Friday, January 13, 2012

Reinforcing a culture of failure

I was always under the impression that if there were a bonus scheme available, that it is a reward for success. I'm also pretty jaundiced towards any bonus schemes in the public sector as they seem to measure success by an entirely different criteria than the private sector, plus they pay out their bonuses from taxpayers money.
So this made my blood boil...
Express.

STAFF bonuses at the Met Office rocketed by a third to £3.3million last year – despite failing to predict the coldest winter in memory.
Workers at the Government-owned organisation were handed the perks despite a series of forecasting failures.
The big freeze of December 2010, the coldest in over 100 years, saw Britain grind to a halt, costing billions of pounds and jeopardising the recovery.
But staff still pocketed £3,368,000 in bonuses during 2010-11, up 30 per cent from the £2,593,000 handed out the year before. In the past five years, Met Office staff have been awarded £13.9million in bonuses – with last year’s payments averaging around £1,800 between 1,900 people.
Democratic Unionist Party MP Sammy Wilson, who obtained the information, said: “It’s a bit ironic that, in the week the Prime Minister has talked about ending the bonus culture and bonuses for failure, a Government body has awarded staff a 30 per cent hike in bonuses.’’ Business Minister Ed Davey, whose department oversees the Met Office, said payouts were “in line with reward principles”.
This strikes me as paying out a bonus simply for doing your job and doesn't seem dependent on any results, after all the Met Office are still convinced that Global Warming Climate Change Global Climate Disruption is actually happening and is something humanity can do something about. Which is why their long term models are no longer published owing to the fact that they'd become a laughing stock over the sheer inaccuracy of them. In a sense here, what is happening is the reinforcing of a culture of failure after all, next day temperature predictions are only 87 per cent right and its daily forecasts are only right six days out of seven.Which essentially means that there's only a one in seven chance of the forecast being right on the actual day they pronounce it! With all the equipment they have you'd expect a somewhat higher percentage than that. As for the long term forecasts, well unsurprisingly enough they don't count in the bonus scheme as they are for research purposes only which rather suggest that the weather does not still co-operate with their climate models. Not that this or last years weather was particularly easy to predict, certainly the seasons seem slightly out of kilter with an unusual mildness over the last 3 months though it was pretty cold this morning with the first frost of the year in Kent.
A bonus scheme is only really suitable in a company that makes money not in the public sector, the criteria for success is not judged in the same way nor are the business models even slightly similar. If Cameron et al want to go after the private sector and their bonuses, they really ought to clean up their own acts first.

4 annotations:

Captain Haddock said...

There's little these days to commend South Africa ..

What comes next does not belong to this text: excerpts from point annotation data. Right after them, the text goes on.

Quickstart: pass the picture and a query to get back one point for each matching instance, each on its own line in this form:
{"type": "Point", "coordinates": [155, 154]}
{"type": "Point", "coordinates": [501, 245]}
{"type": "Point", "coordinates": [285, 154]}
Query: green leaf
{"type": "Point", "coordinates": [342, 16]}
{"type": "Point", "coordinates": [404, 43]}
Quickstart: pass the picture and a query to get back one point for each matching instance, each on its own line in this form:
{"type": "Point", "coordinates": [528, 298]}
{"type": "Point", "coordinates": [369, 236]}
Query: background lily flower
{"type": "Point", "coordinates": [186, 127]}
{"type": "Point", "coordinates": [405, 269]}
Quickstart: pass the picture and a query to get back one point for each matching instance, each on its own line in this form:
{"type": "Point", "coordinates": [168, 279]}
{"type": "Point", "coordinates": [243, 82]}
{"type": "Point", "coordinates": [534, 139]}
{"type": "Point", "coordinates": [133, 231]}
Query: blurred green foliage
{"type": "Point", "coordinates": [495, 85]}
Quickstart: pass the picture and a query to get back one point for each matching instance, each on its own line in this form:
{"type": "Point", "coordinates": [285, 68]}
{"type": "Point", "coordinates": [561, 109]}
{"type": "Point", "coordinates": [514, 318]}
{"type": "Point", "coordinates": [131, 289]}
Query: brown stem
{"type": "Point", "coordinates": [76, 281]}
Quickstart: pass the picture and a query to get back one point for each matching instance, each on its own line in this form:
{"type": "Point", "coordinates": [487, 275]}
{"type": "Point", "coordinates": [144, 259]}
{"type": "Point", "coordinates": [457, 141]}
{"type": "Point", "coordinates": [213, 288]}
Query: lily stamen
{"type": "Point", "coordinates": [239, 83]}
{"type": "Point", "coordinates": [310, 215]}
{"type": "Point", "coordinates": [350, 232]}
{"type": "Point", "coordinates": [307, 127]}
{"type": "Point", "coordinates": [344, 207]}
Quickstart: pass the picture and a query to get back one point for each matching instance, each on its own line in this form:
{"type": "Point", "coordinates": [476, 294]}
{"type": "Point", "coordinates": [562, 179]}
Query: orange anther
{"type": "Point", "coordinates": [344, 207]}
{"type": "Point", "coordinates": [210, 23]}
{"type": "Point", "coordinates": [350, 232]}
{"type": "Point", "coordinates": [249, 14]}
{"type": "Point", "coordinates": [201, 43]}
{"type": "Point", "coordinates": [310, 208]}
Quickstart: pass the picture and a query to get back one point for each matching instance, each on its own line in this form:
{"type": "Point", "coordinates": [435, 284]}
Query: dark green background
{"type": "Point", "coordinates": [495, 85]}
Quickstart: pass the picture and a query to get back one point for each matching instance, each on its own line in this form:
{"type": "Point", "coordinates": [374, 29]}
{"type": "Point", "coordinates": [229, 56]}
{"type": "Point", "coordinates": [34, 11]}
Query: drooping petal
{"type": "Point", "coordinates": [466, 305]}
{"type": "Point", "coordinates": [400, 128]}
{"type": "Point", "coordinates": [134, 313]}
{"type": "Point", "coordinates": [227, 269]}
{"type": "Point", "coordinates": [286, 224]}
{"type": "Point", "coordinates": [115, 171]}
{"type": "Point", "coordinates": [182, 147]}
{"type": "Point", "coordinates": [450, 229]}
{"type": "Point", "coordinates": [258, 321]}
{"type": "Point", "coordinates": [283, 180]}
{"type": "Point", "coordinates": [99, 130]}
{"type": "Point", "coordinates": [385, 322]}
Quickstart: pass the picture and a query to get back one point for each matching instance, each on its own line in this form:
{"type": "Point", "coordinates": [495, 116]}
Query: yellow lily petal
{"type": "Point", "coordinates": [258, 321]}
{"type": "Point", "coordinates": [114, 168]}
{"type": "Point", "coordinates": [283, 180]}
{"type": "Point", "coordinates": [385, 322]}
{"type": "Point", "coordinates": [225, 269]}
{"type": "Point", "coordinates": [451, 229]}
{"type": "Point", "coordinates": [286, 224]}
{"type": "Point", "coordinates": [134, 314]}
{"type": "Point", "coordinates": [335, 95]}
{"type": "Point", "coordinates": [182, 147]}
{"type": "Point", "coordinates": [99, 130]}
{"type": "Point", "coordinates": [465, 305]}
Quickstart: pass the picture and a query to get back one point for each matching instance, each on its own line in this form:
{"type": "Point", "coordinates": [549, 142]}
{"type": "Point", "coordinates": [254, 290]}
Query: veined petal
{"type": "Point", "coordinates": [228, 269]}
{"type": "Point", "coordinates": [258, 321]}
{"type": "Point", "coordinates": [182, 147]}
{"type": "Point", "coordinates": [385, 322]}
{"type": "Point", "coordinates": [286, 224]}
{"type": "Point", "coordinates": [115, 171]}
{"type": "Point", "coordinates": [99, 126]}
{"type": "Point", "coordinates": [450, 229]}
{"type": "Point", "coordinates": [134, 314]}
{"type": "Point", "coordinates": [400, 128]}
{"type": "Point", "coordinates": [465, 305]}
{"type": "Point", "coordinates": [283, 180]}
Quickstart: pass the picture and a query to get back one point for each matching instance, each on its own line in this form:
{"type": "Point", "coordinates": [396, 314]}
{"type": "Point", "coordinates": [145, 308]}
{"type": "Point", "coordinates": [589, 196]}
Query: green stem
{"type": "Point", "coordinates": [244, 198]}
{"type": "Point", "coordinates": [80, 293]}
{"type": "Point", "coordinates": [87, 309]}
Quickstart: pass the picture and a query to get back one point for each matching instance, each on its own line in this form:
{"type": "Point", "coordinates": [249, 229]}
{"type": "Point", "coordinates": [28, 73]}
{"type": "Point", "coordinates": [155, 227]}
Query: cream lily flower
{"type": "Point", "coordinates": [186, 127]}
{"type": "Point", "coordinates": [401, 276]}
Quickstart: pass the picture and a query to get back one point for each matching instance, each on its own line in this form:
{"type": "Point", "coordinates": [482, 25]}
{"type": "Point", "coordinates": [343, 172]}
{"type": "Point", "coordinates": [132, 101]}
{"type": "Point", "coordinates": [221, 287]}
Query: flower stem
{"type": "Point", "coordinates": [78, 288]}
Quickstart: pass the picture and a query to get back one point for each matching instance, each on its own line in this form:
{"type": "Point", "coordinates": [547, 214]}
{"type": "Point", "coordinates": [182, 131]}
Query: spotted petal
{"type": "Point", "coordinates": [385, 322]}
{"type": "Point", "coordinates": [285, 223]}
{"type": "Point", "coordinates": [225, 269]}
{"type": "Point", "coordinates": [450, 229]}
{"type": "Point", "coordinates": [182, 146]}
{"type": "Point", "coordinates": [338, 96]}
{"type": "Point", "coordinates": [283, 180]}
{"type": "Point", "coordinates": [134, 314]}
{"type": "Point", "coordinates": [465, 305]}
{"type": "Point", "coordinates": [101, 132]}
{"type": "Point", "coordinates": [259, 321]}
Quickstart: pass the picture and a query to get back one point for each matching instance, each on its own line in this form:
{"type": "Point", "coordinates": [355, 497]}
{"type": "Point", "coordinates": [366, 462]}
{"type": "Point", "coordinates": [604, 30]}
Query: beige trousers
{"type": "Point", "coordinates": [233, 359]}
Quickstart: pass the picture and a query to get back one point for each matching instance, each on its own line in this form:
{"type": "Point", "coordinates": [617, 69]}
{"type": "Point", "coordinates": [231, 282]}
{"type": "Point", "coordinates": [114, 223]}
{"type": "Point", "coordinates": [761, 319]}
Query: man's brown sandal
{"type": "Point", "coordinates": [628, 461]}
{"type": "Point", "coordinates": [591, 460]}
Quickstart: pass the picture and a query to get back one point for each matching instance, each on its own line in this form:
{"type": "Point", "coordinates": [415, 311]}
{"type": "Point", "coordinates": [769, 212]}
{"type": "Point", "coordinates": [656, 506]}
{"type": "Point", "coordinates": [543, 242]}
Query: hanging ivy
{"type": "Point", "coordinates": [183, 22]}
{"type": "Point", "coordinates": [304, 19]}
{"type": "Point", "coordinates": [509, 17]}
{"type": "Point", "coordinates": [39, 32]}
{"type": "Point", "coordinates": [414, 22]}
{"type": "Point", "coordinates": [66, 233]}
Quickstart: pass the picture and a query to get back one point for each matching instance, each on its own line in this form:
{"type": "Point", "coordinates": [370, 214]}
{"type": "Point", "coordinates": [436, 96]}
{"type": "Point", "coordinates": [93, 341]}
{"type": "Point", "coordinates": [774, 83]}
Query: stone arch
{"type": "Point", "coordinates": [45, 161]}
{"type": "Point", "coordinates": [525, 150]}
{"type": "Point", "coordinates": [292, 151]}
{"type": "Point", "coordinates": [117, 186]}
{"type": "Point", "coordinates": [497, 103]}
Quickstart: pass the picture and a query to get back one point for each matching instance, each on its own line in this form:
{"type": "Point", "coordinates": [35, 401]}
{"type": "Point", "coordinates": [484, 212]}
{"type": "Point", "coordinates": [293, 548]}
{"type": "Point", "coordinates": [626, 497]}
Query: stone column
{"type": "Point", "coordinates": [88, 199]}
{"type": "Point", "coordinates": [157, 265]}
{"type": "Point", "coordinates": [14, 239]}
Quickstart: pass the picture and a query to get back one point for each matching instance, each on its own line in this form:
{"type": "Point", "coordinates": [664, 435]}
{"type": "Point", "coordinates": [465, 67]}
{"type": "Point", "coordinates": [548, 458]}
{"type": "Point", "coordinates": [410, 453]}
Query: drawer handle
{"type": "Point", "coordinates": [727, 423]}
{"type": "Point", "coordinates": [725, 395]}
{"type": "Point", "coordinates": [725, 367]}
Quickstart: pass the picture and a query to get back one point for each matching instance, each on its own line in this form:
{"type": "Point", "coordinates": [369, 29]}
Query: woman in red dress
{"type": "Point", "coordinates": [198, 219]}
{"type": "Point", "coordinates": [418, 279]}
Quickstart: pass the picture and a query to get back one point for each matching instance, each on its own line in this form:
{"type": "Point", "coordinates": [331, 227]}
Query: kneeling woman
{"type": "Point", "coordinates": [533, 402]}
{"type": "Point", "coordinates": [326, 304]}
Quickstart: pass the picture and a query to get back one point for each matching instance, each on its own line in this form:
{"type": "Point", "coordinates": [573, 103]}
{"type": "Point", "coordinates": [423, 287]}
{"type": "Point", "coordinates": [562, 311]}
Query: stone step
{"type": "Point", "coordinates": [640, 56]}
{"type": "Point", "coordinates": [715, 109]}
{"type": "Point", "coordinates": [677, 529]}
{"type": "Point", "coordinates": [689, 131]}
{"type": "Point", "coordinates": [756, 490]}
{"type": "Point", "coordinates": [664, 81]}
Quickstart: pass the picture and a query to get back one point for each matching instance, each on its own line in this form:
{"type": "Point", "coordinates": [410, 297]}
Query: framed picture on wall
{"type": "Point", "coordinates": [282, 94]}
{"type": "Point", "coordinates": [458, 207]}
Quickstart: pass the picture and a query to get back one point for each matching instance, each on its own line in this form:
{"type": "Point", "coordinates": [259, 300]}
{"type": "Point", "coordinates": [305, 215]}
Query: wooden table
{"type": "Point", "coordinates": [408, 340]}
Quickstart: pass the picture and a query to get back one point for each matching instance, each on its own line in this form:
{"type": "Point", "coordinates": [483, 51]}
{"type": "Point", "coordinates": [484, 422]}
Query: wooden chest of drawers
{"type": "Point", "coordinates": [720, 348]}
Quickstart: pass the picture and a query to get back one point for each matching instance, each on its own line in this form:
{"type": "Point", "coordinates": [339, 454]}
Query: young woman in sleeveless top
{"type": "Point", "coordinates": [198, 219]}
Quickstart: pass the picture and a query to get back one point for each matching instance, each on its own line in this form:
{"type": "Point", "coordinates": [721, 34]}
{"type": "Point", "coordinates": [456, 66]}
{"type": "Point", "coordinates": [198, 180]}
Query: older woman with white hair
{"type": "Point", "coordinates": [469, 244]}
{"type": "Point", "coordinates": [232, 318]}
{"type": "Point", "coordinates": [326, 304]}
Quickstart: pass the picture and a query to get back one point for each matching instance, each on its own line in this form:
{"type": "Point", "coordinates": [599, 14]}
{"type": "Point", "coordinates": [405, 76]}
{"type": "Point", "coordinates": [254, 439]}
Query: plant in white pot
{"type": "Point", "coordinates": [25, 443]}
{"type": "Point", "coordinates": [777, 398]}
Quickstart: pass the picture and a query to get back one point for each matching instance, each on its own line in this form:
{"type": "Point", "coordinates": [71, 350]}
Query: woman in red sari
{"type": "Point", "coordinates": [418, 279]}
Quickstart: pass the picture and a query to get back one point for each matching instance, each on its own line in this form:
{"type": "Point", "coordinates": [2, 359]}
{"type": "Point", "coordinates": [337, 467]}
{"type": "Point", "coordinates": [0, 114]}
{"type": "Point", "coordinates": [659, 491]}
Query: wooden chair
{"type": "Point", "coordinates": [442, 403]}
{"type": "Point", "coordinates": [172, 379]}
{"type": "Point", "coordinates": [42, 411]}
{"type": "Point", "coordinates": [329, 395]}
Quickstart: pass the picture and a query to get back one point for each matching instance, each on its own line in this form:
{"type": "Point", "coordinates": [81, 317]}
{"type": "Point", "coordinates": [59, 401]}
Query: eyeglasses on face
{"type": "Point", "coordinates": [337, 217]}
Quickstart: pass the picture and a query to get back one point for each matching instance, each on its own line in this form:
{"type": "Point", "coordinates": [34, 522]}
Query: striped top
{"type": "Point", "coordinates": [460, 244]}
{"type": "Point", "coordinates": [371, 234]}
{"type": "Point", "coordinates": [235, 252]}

But I'm rather taken with this idea ..

http://www.dailymail.co.uk/news/article-2085811/Todays-forecast--prison-South-African-weathermen-face-jail-fines-wrong.html

Captain Haddock said...

QM .. FYI ..

sbo or sbobet is nothing more than a spamming troll, who has appeared on at least 4 blogs which I've visited this morning, spouting the same load of old bollocks ..

Quiet_Man said...

Dealt with, ty Captain.

Anonymous said...

1,900 PEOPLE. Never mind culling the bonuses, the staff numbers need decimating as well.